Mr. Fernandez handed out a folder describing the complete array of Children and Youth Services programs as well as a copy of the rather lengthy Mini Grant Application for the summer of 2007 which is due April 20, 2007. For information call the Mini Grant Hotline at 312-743-6313. The 2009 CDBG grant applications are due on June 8, 2008 for 2009 and will only be available online at cityofchicago.org (under CDGB applications). In order to obtain this application potential applicants need an access code which will be given to you at an event held by the Office of Budget Management at McCormick Place sometime in March along with a booklet listing departments that provide funds, counseling, mentoring whom activity providers are invited to consult for technical assistance. The date of this meeting can be obtained by calling Mr. Fernandez or by going online to cityofchicago.org (Office of Budget Management) sometime in February or March.

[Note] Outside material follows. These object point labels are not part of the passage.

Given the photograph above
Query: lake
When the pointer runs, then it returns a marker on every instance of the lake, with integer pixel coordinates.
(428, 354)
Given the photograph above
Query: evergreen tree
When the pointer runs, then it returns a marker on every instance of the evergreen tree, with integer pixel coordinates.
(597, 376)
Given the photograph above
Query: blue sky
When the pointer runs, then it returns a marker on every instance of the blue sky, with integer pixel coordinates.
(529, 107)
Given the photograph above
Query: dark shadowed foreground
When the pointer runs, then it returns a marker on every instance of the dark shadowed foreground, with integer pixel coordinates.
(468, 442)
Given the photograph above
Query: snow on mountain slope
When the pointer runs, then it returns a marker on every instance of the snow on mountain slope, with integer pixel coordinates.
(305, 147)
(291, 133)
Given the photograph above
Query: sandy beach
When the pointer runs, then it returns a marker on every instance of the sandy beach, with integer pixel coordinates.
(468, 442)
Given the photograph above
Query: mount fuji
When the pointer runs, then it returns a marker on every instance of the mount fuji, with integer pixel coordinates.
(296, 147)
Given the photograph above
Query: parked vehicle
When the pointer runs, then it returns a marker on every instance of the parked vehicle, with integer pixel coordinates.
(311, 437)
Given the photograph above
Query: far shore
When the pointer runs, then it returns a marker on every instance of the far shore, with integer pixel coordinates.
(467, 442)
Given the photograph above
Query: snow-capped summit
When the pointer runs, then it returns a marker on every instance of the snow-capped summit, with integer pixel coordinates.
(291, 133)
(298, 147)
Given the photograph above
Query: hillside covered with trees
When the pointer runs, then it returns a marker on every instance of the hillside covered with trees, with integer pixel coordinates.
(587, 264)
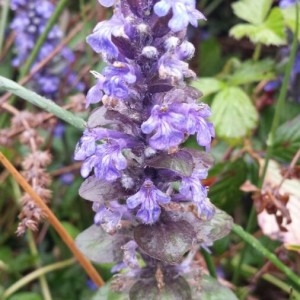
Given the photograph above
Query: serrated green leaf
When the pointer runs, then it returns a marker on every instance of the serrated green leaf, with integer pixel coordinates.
(226, 193)
(289, 16)
(233, 114)
(208, 85)
(252, 11)
(287, 140)
(213, 290)
(105, 293)
(271, 32)
(250, 71)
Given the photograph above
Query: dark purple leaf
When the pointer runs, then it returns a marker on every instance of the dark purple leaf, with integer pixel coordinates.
(207, 231)
(174, 289)
(93, 189)
(166, 241)
(125, 46)
(200, 158)
(180, 162)
(101, 117)
(99, 246)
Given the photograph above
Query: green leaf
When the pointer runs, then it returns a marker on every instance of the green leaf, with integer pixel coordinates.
(289, 16)
(226, 193)
(252, 11)
(211, 289)
(271, 32)
(250, 71)
(233, 114)
(180, 162)
(211, 58)
(70, 228)
(208, 85)
(287, 140)
(99, 246)
(105, 293)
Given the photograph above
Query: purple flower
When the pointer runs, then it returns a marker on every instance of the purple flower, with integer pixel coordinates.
(30, 20)
(109, 217)
(197, 123)
(107, 3)
(130, 255)
(117, 79)
(101, 38)
(148, 198)
(184, 12)
(192, 189)
(167, 125)
(107, 161)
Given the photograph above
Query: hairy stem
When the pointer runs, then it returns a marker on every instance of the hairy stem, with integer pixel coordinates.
(42, 278)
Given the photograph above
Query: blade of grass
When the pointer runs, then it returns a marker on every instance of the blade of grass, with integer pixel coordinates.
(253, 242)
(88, 267)
(36, 274)
(3, 20)
(41, 102)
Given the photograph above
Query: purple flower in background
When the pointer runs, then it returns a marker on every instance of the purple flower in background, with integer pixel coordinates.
(30, 20)
(184, 12)
(148, 198)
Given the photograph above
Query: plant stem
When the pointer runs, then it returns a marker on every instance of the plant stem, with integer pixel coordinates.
(209, 263)
(41, 102)
(257, 52)
(35, 274)
(252, 241)
(3, 20)
(42, 278)
(42, 38)
(272, 133)
(88, 267)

Mr. Fernandez stayed to answer many eager questions and thankfully gave out his card with the following phone number and e-mail address: 312-743-0938, Andrew.email@example.com. One certainly will need a human being to contact to cut through some of the city government bureaucracy.

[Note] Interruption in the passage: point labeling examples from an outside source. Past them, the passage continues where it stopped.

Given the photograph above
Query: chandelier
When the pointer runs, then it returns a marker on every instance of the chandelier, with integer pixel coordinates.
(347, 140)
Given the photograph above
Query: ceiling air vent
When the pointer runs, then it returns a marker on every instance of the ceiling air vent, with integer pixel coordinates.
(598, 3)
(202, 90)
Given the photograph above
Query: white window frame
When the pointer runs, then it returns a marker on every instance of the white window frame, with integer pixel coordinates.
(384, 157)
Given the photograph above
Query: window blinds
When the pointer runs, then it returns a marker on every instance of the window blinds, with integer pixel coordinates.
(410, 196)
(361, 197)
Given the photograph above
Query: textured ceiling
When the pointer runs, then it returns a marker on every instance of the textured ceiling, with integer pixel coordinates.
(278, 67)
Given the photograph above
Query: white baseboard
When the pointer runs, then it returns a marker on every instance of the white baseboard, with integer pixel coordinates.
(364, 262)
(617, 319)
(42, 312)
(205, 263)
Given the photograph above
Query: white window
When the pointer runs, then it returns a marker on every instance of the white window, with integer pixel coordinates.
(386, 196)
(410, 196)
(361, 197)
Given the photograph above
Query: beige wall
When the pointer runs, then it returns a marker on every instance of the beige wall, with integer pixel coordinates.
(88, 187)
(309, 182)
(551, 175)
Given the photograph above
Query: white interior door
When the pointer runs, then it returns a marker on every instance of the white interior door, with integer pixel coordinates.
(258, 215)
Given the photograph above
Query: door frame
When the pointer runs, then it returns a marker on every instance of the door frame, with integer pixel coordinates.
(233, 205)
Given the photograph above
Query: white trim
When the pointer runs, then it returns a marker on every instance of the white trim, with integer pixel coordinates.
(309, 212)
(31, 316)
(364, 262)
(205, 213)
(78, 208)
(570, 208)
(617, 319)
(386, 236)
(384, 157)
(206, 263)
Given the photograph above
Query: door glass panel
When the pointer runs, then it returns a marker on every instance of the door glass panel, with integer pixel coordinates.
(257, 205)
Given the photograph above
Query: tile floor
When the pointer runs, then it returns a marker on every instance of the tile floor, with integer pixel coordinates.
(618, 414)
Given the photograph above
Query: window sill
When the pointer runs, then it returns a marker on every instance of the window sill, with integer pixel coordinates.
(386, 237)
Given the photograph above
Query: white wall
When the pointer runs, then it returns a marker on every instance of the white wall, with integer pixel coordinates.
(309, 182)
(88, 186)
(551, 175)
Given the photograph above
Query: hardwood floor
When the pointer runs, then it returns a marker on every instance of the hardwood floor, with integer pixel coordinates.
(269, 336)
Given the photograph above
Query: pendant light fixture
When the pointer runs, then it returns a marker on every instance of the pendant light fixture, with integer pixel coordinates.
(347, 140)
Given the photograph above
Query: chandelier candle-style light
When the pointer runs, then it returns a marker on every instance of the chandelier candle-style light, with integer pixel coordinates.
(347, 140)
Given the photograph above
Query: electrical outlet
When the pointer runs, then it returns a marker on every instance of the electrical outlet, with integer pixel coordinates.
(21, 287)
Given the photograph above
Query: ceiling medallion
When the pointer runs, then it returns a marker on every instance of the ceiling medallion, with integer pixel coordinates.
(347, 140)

The Schools Committee will soon release the updated version of its list of youth activity providers to Local School Councils and principals of schools in the area for distribution to parents. This project derived from the Schools Committee’s conversations with Local School Council members and principals who expressed a need for after-school and days off programs. This list will also be online at hydepark.org.

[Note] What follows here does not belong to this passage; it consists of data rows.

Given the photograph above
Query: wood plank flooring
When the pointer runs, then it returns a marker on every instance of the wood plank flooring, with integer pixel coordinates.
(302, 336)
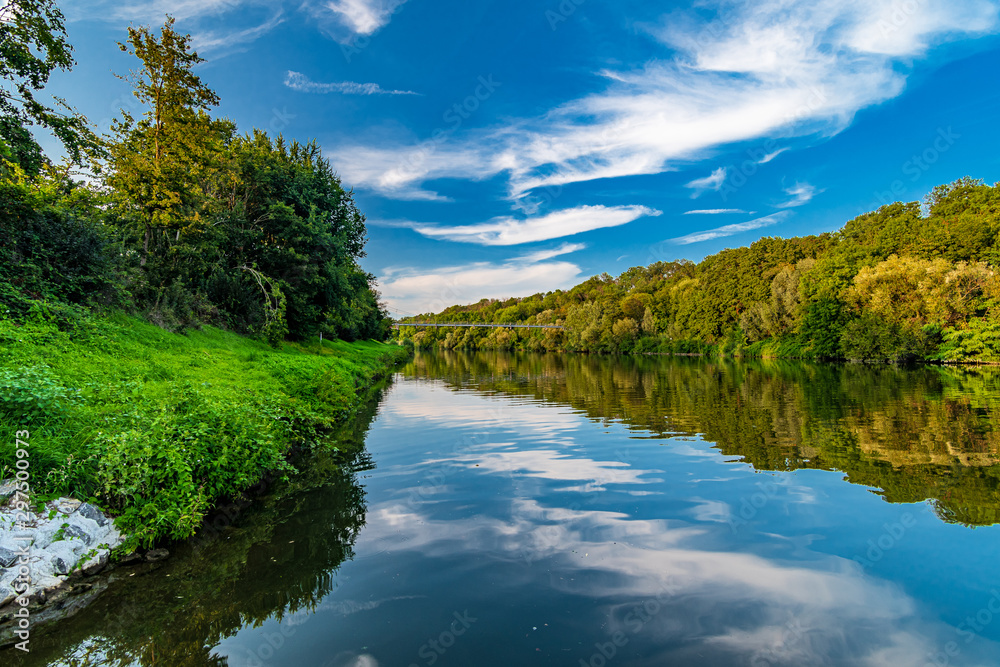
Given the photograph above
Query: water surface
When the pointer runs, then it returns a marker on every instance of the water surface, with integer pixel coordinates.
(573, 510)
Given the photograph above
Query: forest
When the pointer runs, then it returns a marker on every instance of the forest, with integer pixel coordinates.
(910, 281)
(181, 305)
(176, 217)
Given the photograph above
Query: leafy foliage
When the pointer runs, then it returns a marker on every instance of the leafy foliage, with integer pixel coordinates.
(159, 427)
(894, 284)
(33, 45)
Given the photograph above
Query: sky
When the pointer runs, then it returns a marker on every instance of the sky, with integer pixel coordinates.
(508, 148)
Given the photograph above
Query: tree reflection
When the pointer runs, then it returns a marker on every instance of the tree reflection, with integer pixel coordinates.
(913, 434)
(278, 557)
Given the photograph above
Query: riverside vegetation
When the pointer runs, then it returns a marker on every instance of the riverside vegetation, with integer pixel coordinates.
(903, 282)
(161, 321)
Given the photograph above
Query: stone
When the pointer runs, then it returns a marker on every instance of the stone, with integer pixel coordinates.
(7, 557)
(95, 564)
(7, 489)
(62, 566)
(156, 554)
(60, 556)
(90, 512)
(67, 505)
(7, 595)
(78, 532)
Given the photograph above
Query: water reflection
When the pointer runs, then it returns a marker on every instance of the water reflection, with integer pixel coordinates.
(276, 559)
(914, 434)
(560, 510)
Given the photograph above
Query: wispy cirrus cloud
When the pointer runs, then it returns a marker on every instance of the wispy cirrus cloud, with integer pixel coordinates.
(713, 181)
(153, 11)
(773, 68)
(801, 193)
(303, 84)
(416, 290)
(363, 17)
(512, 231)
(730, 230)
(213, 40)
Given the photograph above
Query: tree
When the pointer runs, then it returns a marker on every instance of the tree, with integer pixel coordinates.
(33, 44)
(163, 163)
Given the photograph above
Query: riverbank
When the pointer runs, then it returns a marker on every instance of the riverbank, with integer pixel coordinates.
(157, 428)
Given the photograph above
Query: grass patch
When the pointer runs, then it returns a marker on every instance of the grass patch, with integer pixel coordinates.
(158, 427)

The Schools Committee is always seeking members willing to come to our periodic meetings. The next one is on Thursday, Nov. 15, from 6:30-8pm at the United Church of Hyde Park, 1448 E. 53rd St., Blackstone entrance. You can help with various projects such as the one just described. We are committed to bringing issues of importance before the community so that we can make our schools places to which parents will continue to be proud to send their children. Call Nancy Baum at (773) 288-5464 or contact her at firstname.lastname@example.org. HPKCC Board Members who are on the committee include: Peter Cassell, Judy Dupont, Tracy Lampkins, Julie Monberg and Gary Ossewaarde. Other wonderful members of the community are also regularly involved: Annika Frazier-Muhammad, Zoe Mikva, David Nekimken. the Reverend Larry Turpin, and Julie Woestehoff.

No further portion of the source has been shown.